Вопреки правилу наши учёные грамматисты — любители «вмешиваться в языковые процессы и
направлять по желаемому руслу» — освободили «залётные» слова от законов
русского языка и предписали не склонять даже те, что склонялись. Стоп,
тургеневско–толстовский «кофей»! Назад! Другие (вроде парашюта и
панциря) оказались избавленными от обязанности подчиняться русскому
правописанию. (Так и вспомнишь слова печально известного академика
Греча: «Пусть целый народ единогласно употребляет известное слово
несогласно с правилами моей грамматики, я всё равно скажу, что оно
употребляется неправильно».) И ведь до чего дошло: в пору «Предложений
по усовершенствованию русской орфографии» замахивались и исконно русские
слова писать на манер иностранных. (Очень подкупает простота правила:
после Ц всегда писать И, как в иностранных словах, — не моргнув глазом
объясняли усовершенстеователи.) Так объявились было пресловутые огурци,
конци и другие — не то русские словеса, не то иностранци. Впрямь
забоишься за русский язык, если уже не «залётные» слова на свой лад, а
свои на чужой почнем переиначивать, не всегда отличая общественную
потребность от желания личного, собственным дурным вкусом подсказанного.

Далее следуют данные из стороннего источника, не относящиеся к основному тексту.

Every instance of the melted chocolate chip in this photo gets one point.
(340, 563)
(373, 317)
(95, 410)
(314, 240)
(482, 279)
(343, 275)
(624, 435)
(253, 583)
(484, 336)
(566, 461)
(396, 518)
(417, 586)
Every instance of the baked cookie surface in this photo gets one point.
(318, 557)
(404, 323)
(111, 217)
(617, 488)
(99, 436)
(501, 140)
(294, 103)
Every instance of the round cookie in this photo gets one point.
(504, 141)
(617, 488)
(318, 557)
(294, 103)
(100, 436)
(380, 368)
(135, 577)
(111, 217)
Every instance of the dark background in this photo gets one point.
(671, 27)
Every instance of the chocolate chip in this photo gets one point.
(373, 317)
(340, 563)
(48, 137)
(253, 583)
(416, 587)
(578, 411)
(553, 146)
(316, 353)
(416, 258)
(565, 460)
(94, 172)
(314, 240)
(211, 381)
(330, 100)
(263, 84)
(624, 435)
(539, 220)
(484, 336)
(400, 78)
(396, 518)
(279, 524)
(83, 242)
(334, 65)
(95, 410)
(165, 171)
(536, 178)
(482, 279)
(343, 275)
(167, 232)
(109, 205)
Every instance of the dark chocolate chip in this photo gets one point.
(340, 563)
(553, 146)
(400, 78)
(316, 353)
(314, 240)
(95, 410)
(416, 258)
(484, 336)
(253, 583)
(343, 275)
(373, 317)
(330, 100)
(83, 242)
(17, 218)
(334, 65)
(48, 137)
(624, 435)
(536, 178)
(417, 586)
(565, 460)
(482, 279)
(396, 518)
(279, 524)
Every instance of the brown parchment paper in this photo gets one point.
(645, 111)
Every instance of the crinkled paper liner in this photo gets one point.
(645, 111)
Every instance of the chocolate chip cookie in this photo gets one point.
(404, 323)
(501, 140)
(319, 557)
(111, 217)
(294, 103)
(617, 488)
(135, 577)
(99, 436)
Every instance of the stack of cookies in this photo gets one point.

Да и не в одних усовершенствователях дело. Народ действительно стал грамотным, образованным и теперь не станет превращать катабасис в катавасию,
а если кто и попытается, его тут же остановят знающие друзья, уличат в
искажении слова. А газеты, а радио, телевидение? Они–то ведь и стали
теперь законодателями языка. Сказанное слово сразу — на миллионы
слушателей! А переиначивающий как введёт в обиход что–то своё? Ну,
посмеются в цехе, в бригаде, учреждении — на том и остановка. Так что
рассуждения о переиначивании — лишь красивые слова, и обольщаться ими не
приходится. И правильнее — не успокаивать читателей, а воевать против
«залётных» слов, если они даром едят хлеб в нашем языке да ещё и вредят
ему при этом.
Здесь имеется в виду вред во всём объёме — и
засорение, и искажение, порчу самого языка, лишаемого красоты, силы и
определённости, выразительности, и непонятность или чужеродность слов,
когда не близки они уму и сердцу людей. И то сказать: не всякое
иностранное слово достаточно хорошо, точно понимается («политика
разделения», я уверен, понятнее, чем «политика апартеида» или «политика
апартхейда»). Если же вдобавок начать соревноваться, кто больше модных
словечек наскажет, то и бог знает, чем все это кончится. А наука? Подчас
не больше ли трудов составит сквозь специальную терминологию
продираться, чем усваивать то, что за нею скрыто? Терминология же порой
бывает и не нужна для дела и никогда в жизни не понадобится.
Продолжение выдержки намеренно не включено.